Je m’appelle Althea. Je suis devenue belle-fille à vingt-six ans, en entrant dans une famille qui avait déjà traversé bien plus d’épreuves que ce que la vie aurait dû leur imposer. Ma belle-mère était morte jeune, laissant mon beau-père, Bill Ernesto, élever seul leurs quatre enfants. Il avait passé toute sa vie à cultiver la terre dans un petit village de San Francisco, sans jamais bénéficier d’un emploi offrant une pension ou la moindre sécurité.

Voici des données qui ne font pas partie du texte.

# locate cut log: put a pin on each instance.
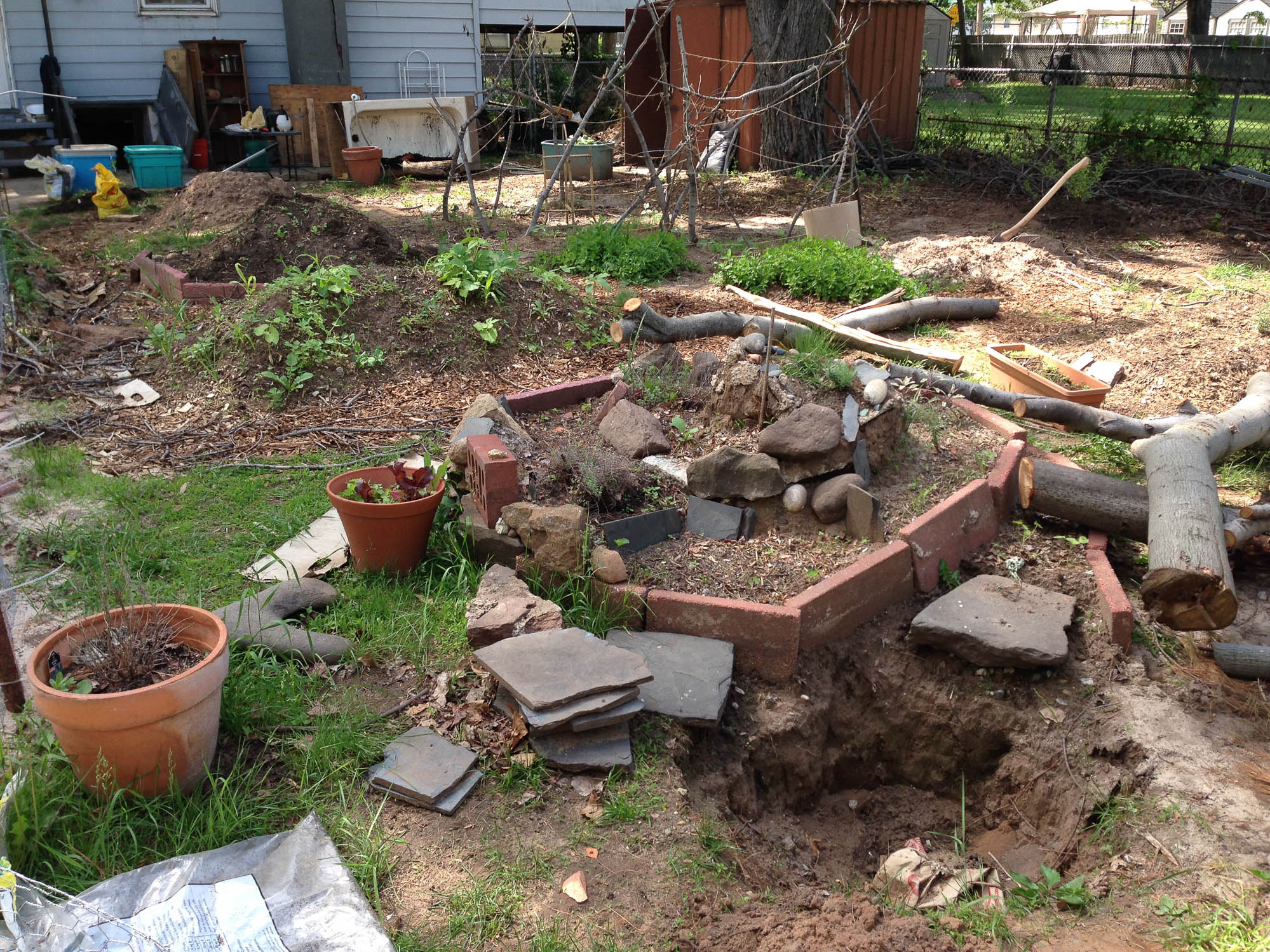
(861, 339)
(924, 309)
(1189, 584)
(1240, 660)
(1095, 419)
(647, 324)
(1113, 506)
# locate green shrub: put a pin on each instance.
(620, 253)
(821, 268)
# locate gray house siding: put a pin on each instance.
(108, 51)
(607, 14)
(381, 33)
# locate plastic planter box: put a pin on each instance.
(1009, 375)
(155, 166)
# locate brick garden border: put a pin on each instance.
(769, 638)
(175, 286)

Lorsque j’ai rejoint la famille, la plupart des enfants de Lolo Ernesto avaient déjà fondé leur propre foyer. Ils venaient rarement le voir. Ses dernières années reposaient presque entièrement sur mon mari et moi.
J’entendais souvent les voisins murmurer dans mon dos :
« Tu te rends compte ? Elle n’est qu’une belle-fille, et pourtant elle s’occupe de lui comme une infirmière. Qui ferait ça pour un beau-père ? »
Moi, je le voyais autrement. Je voyais un homme qui s’était sacrifié toute sa vie pour ses enfants. S’il se retrouvait seul maintenant, comment aurais-je pu détourner le regard ? Si je l’abandonnais, qui resterait à ses côtés ?
Douze années d’épreuves
Ces douze années n’ont pas été faciles. J’étais jeune, souvent épuisée, dépassée, et parfois terriblement seule. Quand mon mari est parti travailler à Manille, c’est moi qui me suis retrouvée à m’occuper de notre petit garçon et de Bill Ernesto, dont le corps s’affaiblissait jour après jour.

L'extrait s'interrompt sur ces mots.